The European Institute of Innovation and Technology (EIT) is a body of the European Union that was created in 2008. Its mission is to increase European sustainable growth and competitiveness and reinforce the innovation capacity of the EU. Through the funding it provides to KICs, or Knowledge and Innovation Communities (composed of large consortia), the EIT enables the transformation of education and research results into tangible  commercial innovation opportunities. Ultimately, the goal of the EIT is to bridge the innovation gap between the EU and its major international competitors.


Following a competitive call in 2009, the EIT selected three thematic KICs in the areas of ICT, Climate Change, and Sustainable Energy. Each KIC is a network of businesses, research institutes, and education institutions (the knowledge triangle) working together on innovation projects and assisting or funding individual innovators and entrepreneurs all over Europe. Each KIC must be composed of at least 3 independent partner organisations established in at least 3 different EU Member States, but they are structured to extend beyond traditional networks of innovation actors in terms of scale, ambition and life-span (7-15 years). The EIT supports the KICs by funding so-called ‘added-value activities’ but this cannot exceed 25% of the total financing of the KIC.

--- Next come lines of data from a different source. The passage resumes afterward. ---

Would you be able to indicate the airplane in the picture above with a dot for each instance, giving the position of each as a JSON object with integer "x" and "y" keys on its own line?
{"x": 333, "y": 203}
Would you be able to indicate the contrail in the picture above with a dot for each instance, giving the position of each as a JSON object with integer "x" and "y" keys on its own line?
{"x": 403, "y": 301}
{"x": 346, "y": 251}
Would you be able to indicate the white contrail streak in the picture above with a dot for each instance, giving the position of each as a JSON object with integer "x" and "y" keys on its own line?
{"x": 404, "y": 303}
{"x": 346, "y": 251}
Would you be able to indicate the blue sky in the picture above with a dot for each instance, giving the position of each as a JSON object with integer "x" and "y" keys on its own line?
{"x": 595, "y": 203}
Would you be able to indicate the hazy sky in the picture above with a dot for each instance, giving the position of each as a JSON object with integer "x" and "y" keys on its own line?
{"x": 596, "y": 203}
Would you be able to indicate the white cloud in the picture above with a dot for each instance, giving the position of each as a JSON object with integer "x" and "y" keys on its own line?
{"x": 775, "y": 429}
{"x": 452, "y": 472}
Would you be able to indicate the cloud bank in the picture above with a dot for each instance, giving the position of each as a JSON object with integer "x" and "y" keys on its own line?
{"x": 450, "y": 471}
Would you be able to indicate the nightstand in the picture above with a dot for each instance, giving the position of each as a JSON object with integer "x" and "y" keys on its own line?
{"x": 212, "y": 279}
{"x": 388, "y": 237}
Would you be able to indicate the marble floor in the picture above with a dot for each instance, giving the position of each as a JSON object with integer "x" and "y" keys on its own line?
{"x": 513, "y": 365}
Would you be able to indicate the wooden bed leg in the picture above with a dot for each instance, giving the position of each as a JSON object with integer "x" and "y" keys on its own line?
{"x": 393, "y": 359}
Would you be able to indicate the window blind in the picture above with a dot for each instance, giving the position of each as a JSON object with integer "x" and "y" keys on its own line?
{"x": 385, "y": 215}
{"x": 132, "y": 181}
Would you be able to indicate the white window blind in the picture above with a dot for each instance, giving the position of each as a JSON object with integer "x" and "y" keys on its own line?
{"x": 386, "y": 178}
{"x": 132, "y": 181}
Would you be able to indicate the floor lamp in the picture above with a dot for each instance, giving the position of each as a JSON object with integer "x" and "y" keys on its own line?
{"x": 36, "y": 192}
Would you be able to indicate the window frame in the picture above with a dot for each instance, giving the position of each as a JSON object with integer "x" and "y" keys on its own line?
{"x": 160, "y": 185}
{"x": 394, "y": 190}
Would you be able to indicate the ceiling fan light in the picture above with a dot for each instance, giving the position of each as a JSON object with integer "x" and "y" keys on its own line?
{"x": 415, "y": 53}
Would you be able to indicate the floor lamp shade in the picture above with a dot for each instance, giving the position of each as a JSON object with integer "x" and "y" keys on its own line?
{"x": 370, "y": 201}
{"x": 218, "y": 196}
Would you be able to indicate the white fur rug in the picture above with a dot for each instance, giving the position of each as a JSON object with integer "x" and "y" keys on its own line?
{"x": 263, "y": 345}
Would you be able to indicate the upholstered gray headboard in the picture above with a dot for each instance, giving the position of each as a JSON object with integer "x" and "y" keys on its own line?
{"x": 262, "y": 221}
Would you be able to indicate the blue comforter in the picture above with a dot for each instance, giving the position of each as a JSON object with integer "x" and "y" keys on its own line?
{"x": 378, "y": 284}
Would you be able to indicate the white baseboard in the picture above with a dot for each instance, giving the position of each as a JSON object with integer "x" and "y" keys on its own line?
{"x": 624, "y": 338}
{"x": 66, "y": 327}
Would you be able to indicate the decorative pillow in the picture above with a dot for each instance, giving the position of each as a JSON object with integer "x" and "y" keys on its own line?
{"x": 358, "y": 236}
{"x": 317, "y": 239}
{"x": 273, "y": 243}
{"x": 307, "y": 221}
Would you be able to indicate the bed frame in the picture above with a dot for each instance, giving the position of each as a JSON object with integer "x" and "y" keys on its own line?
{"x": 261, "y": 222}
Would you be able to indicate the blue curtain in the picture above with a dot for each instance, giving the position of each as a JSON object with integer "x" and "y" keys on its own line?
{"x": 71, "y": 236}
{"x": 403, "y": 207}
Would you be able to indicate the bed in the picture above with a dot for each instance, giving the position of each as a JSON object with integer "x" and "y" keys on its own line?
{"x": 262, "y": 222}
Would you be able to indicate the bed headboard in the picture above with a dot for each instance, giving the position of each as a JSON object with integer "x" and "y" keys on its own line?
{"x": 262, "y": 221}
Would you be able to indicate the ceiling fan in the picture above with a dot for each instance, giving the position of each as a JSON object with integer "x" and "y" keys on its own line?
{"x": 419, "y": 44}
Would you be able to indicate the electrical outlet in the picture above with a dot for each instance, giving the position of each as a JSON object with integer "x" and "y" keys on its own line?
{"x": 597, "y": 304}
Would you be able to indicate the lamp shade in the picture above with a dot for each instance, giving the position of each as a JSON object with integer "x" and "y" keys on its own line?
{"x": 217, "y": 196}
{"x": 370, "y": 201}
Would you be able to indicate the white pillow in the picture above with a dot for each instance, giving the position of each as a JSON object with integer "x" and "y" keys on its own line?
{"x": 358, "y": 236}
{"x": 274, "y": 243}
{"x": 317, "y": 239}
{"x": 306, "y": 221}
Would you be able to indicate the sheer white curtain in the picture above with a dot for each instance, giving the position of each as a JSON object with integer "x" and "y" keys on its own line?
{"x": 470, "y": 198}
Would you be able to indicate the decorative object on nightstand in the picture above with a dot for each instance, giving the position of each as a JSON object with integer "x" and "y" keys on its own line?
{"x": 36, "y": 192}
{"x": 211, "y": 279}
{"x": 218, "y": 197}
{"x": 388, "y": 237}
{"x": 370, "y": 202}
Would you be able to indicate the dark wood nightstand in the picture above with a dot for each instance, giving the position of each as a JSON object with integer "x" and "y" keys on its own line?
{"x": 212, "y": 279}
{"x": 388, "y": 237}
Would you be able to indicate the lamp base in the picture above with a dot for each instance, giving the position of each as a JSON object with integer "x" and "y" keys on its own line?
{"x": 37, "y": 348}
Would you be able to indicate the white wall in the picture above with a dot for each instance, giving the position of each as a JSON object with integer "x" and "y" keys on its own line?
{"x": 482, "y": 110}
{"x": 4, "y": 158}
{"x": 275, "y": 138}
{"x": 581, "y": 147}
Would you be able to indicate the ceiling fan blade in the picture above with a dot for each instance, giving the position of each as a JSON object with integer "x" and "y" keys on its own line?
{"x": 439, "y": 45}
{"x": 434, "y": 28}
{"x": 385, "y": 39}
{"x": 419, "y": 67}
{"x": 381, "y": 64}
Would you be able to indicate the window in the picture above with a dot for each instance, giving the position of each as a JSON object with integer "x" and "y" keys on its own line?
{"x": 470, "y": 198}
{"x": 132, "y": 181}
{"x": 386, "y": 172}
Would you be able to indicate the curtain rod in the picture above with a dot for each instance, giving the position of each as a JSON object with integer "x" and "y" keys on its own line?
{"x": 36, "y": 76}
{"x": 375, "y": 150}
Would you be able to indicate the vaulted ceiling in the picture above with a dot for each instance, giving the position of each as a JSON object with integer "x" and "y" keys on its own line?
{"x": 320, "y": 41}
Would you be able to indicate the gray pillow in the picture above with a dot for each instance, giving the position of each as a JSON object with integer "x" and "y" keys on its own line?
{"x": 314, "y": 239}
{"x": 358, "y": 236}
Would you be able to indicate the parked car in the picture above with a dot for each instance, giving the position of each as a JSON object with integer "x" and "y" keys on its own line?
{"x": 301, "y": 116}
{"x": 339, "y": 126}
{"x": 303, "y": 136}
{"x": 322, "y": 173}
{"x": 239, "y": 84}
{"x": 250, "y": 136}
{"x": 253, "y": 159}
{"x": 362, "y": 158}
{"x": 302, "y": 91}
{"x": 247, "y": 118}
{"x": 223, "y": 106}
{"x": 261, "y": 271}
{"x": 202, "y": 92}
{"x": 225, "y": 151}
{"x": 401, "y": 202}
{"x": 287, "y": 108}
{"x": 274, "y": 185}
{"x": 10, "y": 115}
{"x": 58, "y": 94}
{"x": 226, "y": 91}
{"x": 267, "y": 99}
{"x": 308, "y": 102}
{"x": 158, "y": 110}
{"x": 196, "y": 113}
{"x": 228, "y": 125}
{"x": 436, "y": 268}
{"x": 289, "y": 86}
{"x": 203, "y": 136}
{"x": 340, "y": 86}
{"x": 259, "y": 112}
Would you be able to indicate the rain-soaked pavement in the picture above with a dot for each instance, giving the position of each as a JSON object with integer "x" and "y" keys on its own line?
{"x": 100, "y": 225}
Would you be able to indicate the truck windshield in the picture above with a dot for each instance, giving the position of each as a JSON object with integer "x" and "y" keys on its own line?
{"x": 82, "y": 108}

Over the last two years, MCST has been exploring ways in which it could promote participation of local stakeholders in the three running KICs. As part of this initiative, an awareness–raising event on the EIT, the existing KICs, and the upcoming call for the second wave of KICs was held in November, 2013. While this meeting generated interest among local public and private stakeholders, it became evident that joining existing KICs would prove a challenge, since these mainly operate as pre-defined consortia. Nevertheless, some opportunities that were offered by the KICs, such as educational programmes and courses focusing on entrepreneurship, were identified as possible points of entry for Maltese participants. Apart from this, feedback from existing KICs showed that a broader and more  concerted effort by local stakeholders may be more beneficial in securing participation than individual efforts by entities.


With this in mind, and seeing a great opportunity to pilot participation in a new KIC, MCST started working with a consortium called ‘Kenup’ that was planning to submit a bid under the 2014 call for a new KIC on Healthy Living and Active Ageing. The partner in this consortium was the Republic of Malta represented by the Malta Council for Science and Technology, creating the potential for all local entities, both public and private, to benefit from a successful application. Maltese participants also became active in another consortium applying to become the new KIC on Raw Materials. The designation of one consortium in each thematic area – Raw Materials and Healthy Living and Active Ageing – was announced in December 2014. Maltese players, including members from the public and private sector as well as MCST, are integrated into the winning consortium that will operate as the KIC Raw Materials over the next 7 to 15 years. Although ‘Kenup’ was not designated as the KIC on Healthy Living and Active Ageing, the consortium is planning a continuation of their activities with Malta pursuing an active role in this initiative.